In un'intervista al quotidiano Repubblica, l'ex calciatore Antonio Cassano ha confessato alcuni aneddoti sulla sua carriera.
Antonio Cassano è sempre senza peli sulla lingua. Intervistato in esclusiva da La Repubblica, l'ex calciatore barese ha "sminuito" il lavoro di Allegri quando era il suo allenatore al Milan: "C'erano Abbiati in porta, Zambrotta, Jankulovkski erni, Thiago Silva e Nesta centrali, in mezzo Pirlo o Van Bommel, Gattuso, Seedorf e Ambrosini, davanti Cassano, Ibrahimovic e Robinho. Capisce? Non facevamo tattica: martedì si correva un po', mercoledì palestra, giovedì partitella, venerdì facoltativo e sabato battevamo due rigori, due calci d'angolo e stop. La squadra andava da sola".

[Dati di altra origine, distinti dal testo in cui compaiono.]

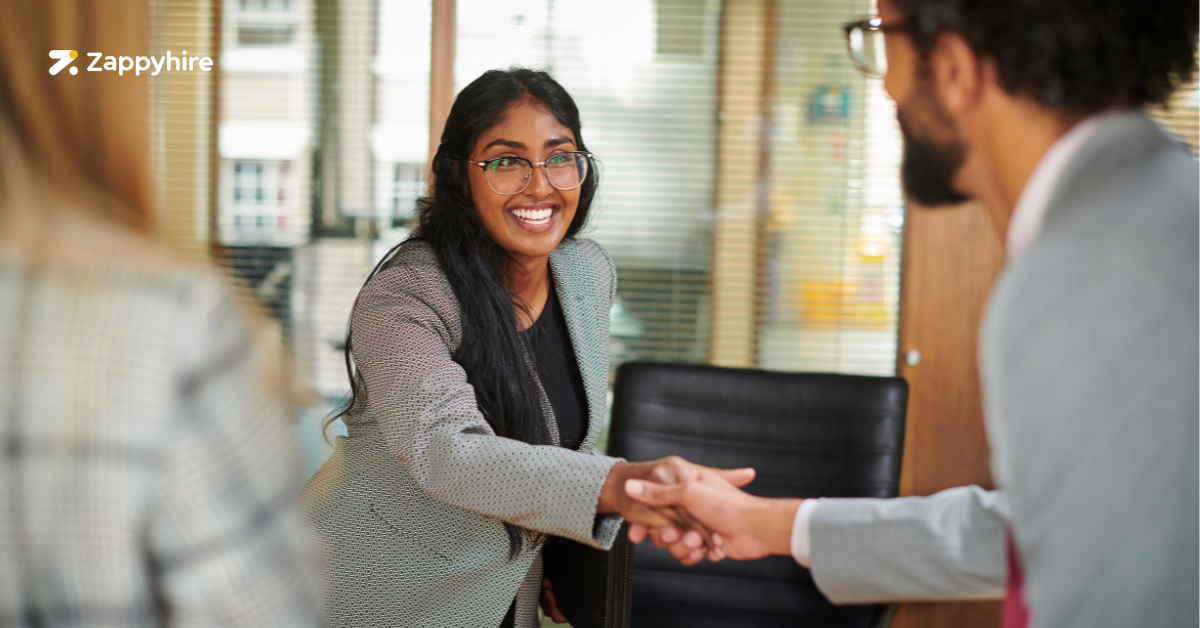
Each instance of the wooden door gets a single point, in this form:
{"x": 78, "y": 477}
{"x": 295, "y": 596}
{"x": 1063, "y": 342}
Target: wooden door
{"x": 951, "y": 258}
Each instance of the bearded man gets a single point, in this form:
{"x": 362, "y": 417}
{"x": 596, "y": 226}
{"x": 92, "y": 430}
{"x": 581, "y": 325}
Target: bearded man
{"x": 1089, "y": 348}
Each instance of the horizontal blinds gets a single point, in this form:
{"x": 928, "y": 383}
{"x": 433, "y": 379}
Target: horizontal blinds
{"x": 809, "y": 213}
{"x": 1181, "y": 117}
{"x": 835, "y": 209}
{"x": 643, "y": 75}
{"x": 181, "y": 119}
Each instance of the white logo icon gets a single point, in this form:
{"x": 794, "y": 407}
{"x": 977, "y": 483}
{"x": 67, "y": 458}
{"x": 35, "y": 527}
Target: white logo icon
{"x": 65, "y": 58}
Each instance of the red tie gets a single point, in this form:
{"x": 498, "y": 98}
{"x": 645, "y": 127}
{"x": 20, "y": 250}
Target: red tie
{"x": 1017, "y": 612}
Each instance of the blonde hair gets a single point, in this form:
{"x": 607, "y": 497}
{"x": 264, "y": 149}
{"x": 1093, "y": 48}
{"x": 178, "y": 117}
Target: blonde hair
{"x": 84, "y": 136}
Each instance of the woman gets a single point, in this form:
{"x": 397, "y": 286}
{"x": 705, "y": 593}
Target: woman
{"x": 148, "y": 476}
{"x": 465, "y": 447}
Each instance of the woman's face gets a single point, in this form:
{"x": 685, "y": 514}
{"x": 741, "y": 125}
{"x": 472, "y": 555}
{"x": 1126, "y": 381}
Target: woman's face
{"x": 531, "y": 223}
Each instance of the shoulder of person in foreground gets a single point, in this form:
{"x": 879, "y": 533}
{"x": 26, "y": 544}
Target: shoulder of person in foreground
{"x": 221, "y": 518}
{"x": 1092, "y": 375}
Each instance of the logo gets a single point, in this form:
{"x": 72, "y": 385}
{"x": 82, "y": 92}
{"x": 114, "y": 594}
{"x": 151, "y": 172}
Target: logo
{"x": 65, "y": 58}
{"x": 136, "y": 64}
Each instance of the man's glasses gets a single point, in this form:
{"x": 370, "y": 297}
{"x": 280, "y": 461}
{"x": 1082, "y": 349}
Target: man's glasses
{"x": 511, "y": 175}
{"x": 864, "y": 37}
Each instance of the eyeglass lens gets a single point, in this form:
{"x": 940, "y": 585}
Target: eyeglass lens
{"x": 868, "y": 52}
{"x": 510, "y": 175}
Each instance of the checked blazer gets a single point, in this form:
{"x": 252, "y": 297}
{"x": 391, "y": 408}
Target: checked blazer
{"x": 409, "y": 507}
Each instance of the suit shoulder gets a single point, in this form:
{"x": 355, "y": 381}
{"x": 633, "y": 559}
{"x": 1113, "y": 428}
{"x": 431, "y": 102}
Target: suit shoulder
{"x": 412, "y": 271}
{"x": 586, "y": 253}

Poi Cassano ha rivelato il suo rapporto tormentato con la Juventus: “Ho rifiutato quattro volte i bianconeri, nel 2011 avevo appuntamento con Moggi ma volevo giocare con Totti, mi affascinava Roma. Non mi ha mai affascinato la Juve, nemmeno per un secondo: non c’entrava nulla con la mia idea di calcio".

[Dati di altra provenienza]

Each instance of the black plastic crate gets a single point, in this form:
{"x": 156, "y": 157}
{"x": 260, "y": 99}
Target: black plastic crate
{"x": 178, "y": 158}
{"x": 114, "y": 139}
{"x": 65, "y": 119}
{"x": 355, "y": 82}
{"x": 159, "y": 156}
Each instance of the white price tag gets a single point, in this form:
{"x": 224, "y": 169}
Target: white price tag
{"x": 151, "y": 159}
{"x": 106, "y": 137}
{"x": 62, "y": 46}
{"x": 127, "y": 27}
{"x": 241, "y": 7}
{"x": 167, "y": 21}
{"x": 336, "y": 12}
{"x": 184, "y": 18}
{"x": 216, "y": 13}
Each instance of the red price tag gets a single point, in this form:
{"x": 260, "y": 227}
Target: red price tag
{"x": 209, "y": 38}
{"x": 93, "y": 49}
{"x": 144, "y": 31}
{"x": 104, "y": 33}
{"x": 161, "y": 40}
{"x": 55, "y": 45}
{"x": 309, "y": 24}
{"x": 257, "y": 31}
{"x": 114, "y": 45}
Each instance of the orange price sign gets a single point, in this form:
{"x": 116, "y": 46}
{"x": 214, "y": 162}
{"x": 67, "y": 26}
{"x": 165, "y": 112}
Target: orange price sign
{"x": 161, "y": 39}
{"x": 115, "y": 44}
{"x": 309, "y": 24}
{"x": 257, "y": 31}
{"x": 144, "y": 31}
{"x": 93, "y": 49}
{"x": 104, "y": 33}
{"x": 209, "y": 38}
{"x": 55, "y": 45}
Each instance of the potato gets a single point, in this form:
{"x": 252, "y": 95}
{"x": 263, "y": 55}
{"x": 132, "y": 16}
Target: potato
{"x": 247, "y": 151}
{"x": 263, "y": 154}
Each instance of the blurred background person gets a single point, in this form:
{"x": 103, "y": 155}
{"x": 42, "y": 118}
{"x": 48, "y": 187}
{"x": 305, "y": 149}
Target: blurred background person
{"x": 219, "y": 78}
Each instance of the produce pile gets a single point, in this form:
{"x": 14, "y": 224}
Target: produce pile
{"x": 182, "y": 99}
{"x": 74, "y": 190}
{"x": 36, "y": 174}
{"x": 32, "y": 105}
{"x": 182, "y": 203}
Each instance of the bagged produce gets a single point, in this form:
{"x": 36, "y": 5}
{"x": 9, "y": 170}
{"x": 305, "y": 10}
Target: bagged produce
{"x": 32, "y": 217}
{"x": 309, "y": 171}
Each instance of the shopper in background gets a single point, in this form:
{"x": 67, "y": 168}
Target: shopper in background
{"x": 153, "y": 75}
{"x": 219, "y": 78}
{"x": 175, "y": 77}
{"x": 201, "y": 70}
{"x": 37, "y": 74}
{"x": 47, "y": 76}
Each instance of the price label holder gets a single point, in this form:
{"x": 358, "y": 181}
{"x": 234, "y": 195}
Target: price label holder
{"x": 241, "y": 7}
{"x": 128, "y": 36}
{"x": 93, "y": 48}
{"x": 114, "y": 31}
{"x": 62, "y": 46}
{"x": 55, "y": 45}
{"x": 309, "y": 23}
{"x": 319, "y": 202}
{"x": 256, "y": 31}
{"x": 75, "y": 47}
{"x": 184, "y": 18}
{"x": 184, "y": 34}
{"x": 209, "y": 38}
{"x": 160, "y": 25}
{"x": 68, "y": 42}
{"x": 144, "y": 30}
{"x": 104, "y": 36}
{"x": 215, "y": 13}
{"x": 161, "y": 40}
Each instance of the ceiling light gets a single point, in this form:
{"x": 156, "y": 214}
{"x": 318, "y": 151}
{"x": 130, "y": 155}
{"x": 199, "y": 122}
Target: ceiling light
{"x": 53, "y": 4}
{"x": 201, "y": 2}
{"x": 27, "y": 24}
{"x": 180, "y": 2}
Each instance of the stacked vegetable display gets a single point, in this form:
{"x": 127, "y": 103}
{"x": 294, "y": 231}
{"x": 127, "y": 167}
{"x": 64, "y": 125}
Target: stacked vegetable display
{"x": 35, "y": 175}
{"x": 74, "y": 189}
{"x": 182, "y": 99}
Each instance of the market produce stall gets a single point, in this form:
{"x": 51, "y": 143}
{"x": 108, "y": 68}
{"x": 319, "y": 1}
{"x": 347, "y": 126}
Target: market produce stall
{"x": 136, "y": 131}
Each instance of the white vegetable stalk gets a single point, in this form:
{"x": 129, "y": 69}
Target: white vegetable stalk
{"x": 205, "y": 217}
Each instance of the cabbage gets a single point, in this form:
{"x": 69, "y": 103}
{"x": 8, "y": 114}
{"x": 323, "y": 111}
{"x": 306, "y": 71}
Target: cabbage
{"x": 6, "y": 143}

"Lì sarei durato tre giorni: il primo giorno mi acquistavano, il secondo presentazione, il terzo mi cacciavano via. Buffon mi diceva: sei un cretino, da noi potevi vincere il Pallone d’oro. Io gli rispondevo: Gigi, io non timbro il cartellino, io all’allenamento devo divertirmi” ha concluso Fantantonio.